With a cheery “Thank-you…” to the driver, Ethel got off the bus and walked up the road towards her office. It was a dreary eyesore of a building, hidden away at the end of a road full of tatty local shops that were united in their peeling paint and unkempt fascias. The road itself was strewn with litter and it took a pretty optimistic person to want to continue onto the end towards Ethel’s office, which looked even more dull and depressing than usual, merged with the greyness of the morning sky. It was a respectably anonymous building, with only the lights in the windows giving away that it was occupied at all. No signs alluded to the goings-on inside...if any passers-by deigned to give it any thought, they’d probably guess at something characterless and nondescript, such as accountancy or insurance. Appearances can be so deceiving… thought Ethel as she approached the front door and punched in the entry code.
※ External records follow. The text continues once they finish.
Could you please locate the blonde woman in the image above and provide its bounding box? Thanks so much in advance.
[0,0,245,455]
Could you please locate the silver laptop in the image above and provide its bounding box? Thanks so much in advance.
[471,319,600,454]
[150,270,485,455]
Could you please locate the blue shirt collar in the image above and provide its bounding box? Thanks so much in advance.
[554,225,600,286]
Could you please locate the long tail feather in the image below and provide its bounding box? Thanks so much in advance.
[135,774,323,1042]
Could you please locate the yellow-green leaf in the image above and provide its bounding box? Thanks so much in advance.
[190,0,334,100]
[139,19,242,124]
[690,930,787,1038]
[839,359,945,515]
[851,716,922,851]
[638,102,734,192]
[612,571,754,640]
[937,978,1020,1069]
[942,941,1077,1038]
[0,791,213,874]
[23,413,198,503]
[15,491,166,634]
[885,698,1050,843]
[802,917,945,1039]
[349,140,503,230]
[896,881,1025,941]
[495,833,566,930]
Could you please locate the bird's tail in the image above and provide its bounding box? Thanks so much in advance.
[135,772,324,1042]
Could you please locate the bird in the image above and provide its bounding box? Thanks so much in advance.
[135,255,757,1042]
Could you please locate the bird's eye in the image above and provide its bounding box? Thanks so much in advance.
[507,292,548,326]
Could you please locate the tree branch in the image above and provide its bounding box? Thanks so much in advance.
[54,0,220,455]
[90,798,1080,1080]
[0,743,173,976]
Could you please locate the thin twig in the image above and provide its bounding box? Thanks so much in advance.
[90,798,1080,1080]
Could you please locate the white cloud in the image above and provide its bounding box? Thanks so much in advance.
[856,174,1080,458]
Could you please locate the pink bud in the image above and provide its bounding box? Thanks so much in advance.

She took the lift as usual to the fourth floor and as she walked into the magnolia-walled office Jane, the team’s self-proclaimed social secretary, came rushing towards her. She was dressed as usual in bright, ill-fitting clothes that belonged to another era altogether…perhaps one in which they may have fitted her properly. These days they did little to conceal the onset of middle age spread, but Ethel had a hunch that if anything were ever to be said on the subject, Jane would laugh along with her usual jovial demeanour, and carry on dressing exactly how she liked. It was all part of her friendly charm, and the reason everybody loved her. “Ethel, we’re all going out for dinner on Friday, fancy coming? It’s booked at that new Italian up the road…”
“Sounds great, love – count me in.” Ethel responded brightly as she walked over to her desk and put down her handbag. There’s such a sense of solidarity among this team…she thought…no bitchiness, everyone’s so friendly. Perhaps it helped that it was such a small team, or perhaps it was the type of work they did that bound them all together. Ethel knew most of them hadn’t told their friends or families, and she herself had only told people the barest minimum. In any case, they weren’t usually interested in any more detail once the magic words “I work in a call centre…” had been uttered. But it was great fun to retell the details of some of the funny or stranger calls among their little team during their regular after-work drinks or dinners such as this one on Friday, which Ethel was already looking forward to.
Lizzie was on the phone, her unkempt and frizzy brown mane of hair shaking wildly as she laughed. Sensing Ethel’s arrival, she span round in her chair to greet her with a wave and a smile. “Good weekend?” she mouthed. Ethel smiled and nodded in response as she picked up her headset and pressed the ‘Answer’ key on her phone, chuckling inwardly as she thought how easy it was to put on a husky, breathy voice in this weather.
“Hi there…my name is Kitty….now what can I do for you?”